Why I End up in the Mouth of Gun
I end up in the mouth of gun
because my country says I have grown
lips outside its border.
The police say my skin is tattooed
with sins and my chain is a burden of proof.
On this side of the city,
I am the lamb
I am the sacrifice.
I have walked for decades
with my fear tucked underneath my soles
while the sun licks the rest of me.
The gun hounds me here every time
because my country says I am too young
to be a lake of happiness
and I must drink from grief.
I try to follow this geography
that leads up to the edge of Niger
for new dream, new salvation,
but to the north and south of my country
there is also a long cartography of sorrow.

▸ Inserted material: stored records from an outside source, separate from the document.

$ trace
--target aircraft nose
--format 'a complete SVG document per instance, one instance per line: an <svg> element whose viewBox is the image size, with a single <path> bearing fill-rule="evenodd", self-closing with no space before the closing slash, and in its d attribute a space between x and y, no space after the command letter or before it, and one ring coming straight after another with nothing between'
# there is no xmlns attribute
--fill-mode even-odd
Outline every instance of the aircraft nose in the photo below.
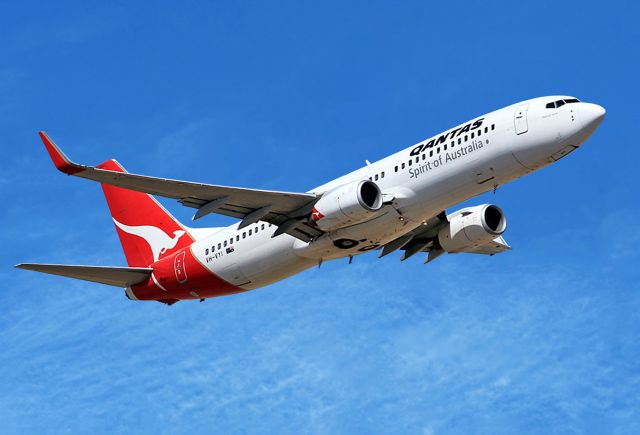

Attention at the City’s Gate – 20/10/20
There is no honor for the dead here,
but blood-stained flags and more
bodies to bless the company of the ghosts.
Here is a city and a metal wilderness
a sky, red rain, and
an underworld of gods with no glory.
I live in a country with no honor
to its name. My tongue
is filled with dead cells, too heavy
to call my land a home.
What do we call this land?
A country or a graveyard ?
E Be Things
For street, boys no dey smile
even the breeze wey dey blow
hot so tey the blood for my body
dey boil. Na so so commotion
everywhere, and peace dey for higher
purchase for those who fit buy.
To waka for area na dream wey get cost.
E be things because
the wereys in disguise fit rope you and
say your body no clean, but nobody
holy pass. E be things because you
fit go missing in this country
wey you call home and na houseflies
go write your obituary.
E be things because rain wey dey fall here dey
tear my skin.
Everybody don become eagle wey carry
panic button inside skull, since
the siren of hope don turn that of horror.
Na by miracle me too never get lost.